Age alone is not a sufficient reason to prohibit surgery for IMSCTs.
脊髓髓内肿瘤(IMSCTs)较为罕见且治疗困难。关于老年患者罕见IMSCT手术疗效的研究有限。我们利用日本神经脊柱学会提供的多中心回顾性历史数据进行了一项亚分析,以比较老年和年轻IMSCT患者的手术结果。
我们将IMSCT患者分为年轻组(18 - 64岁)或老年组(≥65岁)。使用改良麦考密克量表(mMCs)评估从术前到术后6个月“改善”或“恶化”的主要结果。良好结局定义为术后6个月mMCs分级为I/II级。

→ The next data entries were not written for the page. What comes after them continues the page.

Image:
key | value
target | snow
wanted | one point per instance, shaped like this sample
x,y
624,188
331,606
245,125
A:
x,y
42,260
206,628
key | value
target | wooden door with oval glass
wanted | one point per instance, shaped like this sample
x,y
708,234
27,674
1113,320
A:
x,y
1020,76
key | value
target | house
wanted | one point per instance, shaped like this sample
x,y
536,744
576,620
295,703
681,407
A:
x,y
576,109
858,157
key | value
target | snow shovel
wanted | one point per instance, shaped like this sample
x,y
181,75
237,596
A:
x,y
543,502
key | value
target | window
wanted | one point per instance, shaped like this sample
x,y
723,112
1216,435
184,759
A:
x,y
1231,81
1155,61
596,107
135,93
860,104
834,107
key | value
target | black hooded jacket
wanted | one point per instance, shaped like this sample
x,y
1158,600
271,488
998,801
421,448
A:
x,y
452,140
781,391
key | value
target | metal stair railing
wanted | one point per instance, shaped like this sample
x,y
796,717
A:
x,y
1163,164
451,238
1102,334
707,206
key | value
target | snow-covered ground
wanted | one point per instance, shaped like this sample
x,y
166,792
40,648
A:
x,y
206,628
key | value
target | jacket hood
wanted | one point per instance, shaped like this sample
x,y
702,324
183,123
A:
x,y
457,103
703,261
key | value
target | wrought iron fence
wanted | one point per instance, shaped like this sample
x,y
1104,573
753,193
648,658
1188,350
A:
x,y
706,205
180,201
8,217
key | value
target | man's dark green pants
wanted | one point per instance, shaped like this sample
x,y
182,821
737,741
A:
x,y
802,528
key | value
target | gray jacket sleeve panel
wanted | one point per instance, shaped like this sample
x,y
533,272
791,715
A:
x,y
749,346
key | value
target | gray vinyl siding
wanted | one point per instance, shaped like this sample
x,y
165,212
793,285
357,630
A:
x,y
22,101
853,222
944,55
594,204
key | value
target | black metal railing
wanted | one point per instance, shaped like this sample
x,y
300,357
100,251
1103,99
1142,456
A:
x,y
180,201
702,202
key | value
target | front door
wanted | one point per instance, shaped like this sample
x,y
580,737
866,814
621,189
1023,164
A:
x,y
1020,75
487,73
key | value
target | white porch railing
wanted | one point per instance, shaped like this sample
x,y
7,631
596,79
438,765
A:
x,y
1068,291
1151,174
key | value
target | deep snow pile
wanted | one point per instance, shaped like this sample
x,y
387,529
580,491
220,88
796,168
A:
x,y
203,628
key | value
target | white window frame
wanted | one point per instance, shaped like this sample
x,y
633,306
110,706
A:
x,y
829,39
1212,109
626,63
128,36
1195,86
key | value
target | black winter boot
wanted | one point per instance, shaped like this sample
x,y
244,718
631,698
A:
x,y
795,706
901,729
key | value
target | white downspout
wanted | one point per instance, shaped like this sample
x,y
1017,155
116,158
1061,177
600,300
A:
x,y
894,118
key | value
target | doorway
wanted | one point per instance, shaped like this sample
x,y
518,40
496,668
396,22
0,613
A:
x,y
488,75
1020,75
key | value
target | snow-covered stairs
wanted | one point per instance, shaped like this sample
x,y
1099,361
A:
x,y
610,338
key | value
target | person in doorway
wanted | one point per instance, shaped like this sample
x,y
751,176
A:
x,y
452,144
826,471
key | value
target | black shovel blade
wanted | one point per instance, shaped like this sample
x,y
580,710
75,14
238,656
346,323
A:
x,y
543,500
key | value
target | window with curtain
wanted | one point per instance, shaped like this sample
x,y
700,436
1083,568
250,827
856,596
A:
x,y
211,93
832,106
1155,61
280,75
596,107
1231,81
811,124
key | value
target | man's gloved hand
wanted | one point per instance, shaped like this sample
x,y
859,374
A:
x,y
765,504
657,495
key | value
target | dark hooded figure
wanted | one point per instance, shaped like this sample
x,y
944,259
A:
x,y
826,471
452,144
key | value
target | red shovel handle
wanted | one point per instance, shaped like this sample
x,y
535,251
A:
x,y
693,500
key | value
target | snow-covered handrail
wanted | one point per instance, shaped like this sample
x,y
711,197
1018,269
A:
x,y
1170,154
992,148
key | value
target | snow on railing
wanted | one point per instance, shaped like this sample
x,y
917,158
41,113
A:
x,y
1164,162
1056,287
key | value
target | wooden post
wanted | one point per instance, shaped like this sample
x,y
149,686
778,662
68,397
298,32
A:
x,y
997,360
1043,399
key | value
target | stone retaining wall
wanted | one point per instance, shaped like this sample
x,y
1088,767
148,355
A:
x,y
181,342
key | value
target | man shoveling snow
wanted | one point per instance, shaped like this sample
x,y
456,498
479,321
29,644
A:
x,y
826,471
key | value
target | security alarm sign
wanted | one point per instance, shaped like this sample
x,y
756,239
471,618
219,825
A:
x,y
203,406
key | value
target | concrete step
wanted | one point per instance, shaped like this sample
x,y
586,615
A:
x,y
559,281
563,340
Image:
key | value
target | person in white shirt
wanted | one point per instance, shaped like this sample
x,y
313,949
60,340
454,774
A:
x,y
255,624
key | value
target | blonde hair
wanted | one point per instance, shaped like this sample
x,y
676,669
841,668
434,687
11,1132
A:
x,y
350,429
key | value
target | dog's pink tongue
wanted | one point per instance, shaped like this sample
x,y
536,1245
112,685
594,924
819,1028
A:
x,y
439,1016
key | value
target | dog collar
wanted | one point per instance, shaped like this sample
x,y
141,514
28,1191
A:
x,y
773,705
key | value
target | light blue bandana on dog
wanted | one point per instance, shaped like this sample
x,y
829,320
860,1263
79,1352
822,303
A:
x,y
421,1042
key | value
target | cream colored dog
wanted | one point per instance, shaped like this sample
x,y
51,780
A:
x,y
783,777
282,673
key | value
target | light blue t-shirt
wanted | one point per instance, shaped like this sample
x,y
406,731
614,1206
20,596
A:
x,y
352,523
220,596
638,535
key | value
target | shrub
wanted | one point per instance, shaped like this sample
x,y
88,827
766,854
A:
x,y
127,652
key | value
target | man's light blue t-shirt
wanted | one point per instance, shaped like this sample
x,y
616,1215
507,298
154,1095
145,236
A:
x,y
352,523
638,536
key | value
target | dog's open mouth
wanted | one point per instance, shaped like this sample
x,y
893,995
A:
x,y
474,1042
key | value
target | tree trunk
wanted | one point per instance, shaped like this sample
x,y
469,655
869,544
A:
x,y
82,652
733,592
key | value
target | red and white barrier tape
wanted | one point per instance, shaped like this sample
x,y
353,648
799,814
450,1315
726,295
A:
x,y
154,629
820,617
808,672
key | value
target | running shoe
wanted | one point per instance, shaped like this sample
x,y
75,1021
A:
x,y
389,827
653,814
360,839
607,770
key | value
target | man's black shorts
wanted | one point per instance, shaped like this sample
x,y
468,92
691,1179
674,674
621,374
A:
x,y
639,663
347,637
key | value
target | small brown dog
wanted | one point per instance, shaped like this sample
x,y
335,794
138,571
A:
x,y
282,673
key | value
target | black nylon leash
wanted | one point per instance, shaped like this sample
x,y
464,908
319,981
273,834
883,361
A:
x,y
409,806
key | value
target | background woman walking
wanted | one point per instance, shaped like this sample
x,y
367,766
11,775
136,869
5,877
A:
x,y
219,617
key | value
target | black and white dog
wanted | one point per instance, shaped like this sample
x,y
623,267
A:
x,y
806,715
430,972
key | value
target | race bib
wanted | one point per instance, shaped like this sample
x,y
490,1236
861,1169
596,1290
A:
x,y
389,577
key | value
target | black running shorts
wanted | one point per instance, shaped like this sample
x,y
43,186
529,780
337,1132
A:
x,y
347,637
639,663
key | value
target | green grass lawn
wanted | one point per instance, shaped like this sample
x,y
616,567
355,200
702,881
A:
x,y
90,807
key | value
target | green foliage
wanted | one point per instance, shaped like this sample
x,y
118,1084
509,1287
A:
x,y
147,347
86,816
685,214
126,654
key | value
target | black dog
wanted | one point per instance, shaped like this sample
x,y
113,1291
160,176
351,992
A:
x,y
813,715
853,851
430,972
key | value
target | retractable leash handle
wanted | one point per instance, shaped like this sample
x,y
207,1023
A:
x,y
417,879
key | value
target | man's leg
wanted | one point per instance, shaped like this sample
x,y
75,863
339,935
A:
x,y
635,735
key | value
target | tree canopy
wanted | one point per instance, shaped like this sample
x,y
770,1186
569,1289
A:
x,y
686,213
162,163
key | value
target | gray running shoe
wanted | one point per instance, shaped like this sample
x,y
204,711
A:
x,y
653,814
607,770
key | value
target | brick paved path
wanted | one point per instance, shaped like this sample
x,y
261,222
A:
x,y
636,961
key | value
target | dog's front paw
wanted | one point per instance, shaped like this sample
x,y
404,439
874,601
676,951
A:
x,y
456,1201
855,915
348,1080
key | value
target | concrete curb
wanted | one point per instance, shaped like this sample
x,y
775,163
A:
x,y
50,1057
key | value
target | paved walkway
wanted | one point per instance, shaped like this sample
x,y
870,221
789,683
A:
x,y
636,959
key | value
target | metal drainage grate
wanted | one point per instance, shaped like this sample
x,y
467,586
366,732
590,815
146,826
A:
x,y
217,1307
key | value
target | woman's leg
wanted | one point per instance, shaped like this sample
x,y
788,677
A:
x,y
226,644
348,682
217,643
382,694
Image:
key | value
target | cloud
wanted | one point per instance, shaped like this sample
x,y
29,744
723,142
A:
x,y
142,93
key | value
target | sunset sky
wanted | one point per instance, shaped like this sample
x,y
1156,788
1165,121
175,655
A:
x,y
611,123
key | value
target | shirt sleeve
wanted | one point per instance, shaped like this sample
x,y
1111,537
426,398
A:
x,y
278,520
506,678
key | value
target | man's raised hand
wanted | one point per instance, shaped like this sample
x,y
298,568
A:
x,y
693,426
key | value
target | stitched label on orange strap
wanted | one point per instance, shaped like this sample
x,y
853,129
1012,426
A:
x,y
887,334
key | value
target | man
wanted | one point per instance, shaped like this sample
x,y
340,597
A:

在登记的841例患者中,658例年轻患者(78.2%)和183例老年患者(21.8%)在术后6个月使用mMCs进行评估。老年患者术前mMCs分级的中位数显著差于年轻患者。两组之间“改善”率和“恶化”率均无显著差异(28.1%对25.1%;粗比值比[cOR],0.86;95%置信区间[CI],0.59 - 1.25;调整后比值比[aOR],0.84;95% CI,0.55 - 1.28;16.9%对23.0%;cOR,1.47;95% CI,0.98 - 2.20;aOR,1.28;95% CI,0.83 - 1.97)。在单因素分析中,老年患者良好结局明显较少见,但在多因素分析中无显著差异(66.4%对53.0%;cOR,0.57;95% CI,0.41 - 0.80;aOR,0.77;95% CI,0.50 - 1.19)。在年轻和老年患者中,术前mMCs均能准确预测良好结局。
仅年龄本身并非禁止IMSCT手术的充分理由。